6. Moisson : Optimisation et qualité

La moisson 2019-2020 a été marquée par des rendements décevants (35-50 qx/ha en moyenne, 25-73 qx/ha) et des défis logistiques.

  • Réglages : Les orges courtes (25-30 cm) et les verdillons (grains immatures) nécessitent des coupes basses et des vitesses réduites. En 2020, les hétérogénéités ont compliqué la récolte, avec des zones vertes coupées tardivement.
  • Qualité : Les poids spécifiques (64-68.6) sont corrects, mais les protéines varient (7-15 %), entraînant des déclassements en fourragère. En 2019, les protéines basses (7-9.8 %) étaient dues au lessivage, tandis qu’en 2020, les protéines élevées (13-15 %) reflétaient un azote non valorisé.
  • Ergot du seigle : Rare mais signalé en 2020 sur Planet, il est lié à un stress hydrique suivi de repousses tardives. Une surveillance des épis à l’épiaison est recommandée.

7. Stratégies économiques et rotations

Les charges culturales (300-320 €/ha) et les prix bas (saturation du marché en 2019-2020) imposent une gestion rigoureuse.
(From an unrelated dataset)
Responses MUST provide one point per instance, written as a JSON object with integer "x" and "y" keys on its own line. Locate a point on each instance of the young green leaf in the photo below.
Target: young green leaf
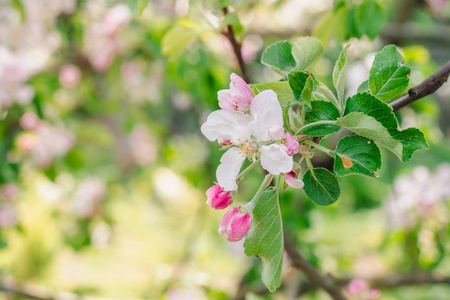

  • Réduction des intrants : En 2020, certains ont limité les fongicides, régulateurs, et antidicotylédones sur les parcelles à faible potentiel, réduisant les coûts sans pénaliser les rendements.
  • Stockage : Face aux prix bas et aux déclassements, le stockage est privilégié pour attendre une meilleure conjoncture.
  • Rotations : Le colza, bénéficiant des reliquats d’azote (2020), est un bon suivant, suivi par l’escourgeon ou des cultures de printemps (maïs, pois). Les parcelles envahies de ray-grass nécessitent une rupture culturale (glyphosate + maïs ou tournesol).

8. Leçons et perspectives

La campagne 2019-2020, qualifiée de « cauchemardesque » par les agriculteurs, met en lumière la vulnérabilité des orges de printemps aux sécheresses récurrentes (mars-août). Les rendements moyens (35-50 qx/ha) et les déclassements en fourragère soulignent l’importance des adaptations suivantes :

  • Diversification variétale : Privilégier des variétés rustiques (Fantex, KWS Ladum) pour limiter les risques de stress et de maladies.
  • Gestion agile : Fractionner les apports d’azote et les traitements, en ciblant les zones à fort potentiel.
  • Résilience climatique : Anticiper les semis, préserver l’humidité (labours d’été, couverts), et investir dans des outils de pilotage (drones, capteurs).
  • Rotations diversifiées : Réduire la dépendance aux orges de printemps en intégrant des cultures moins sensibles aux aléas (escourgeon, légumineuses).

En conclusion, réussir ses orges de printemps exige une combinaison de rigueur technique, d’adaptabilité aux conditions locales, et de gestion économique prudente. Les enseignements de 2019-2020, marqués par des défis climatiques et phytosanitaires, rappellent que la maîtrise des pratiques culturales reste le levier principal pour optimiser les rendements et la rentabilité, même dans les années les plus difficiles.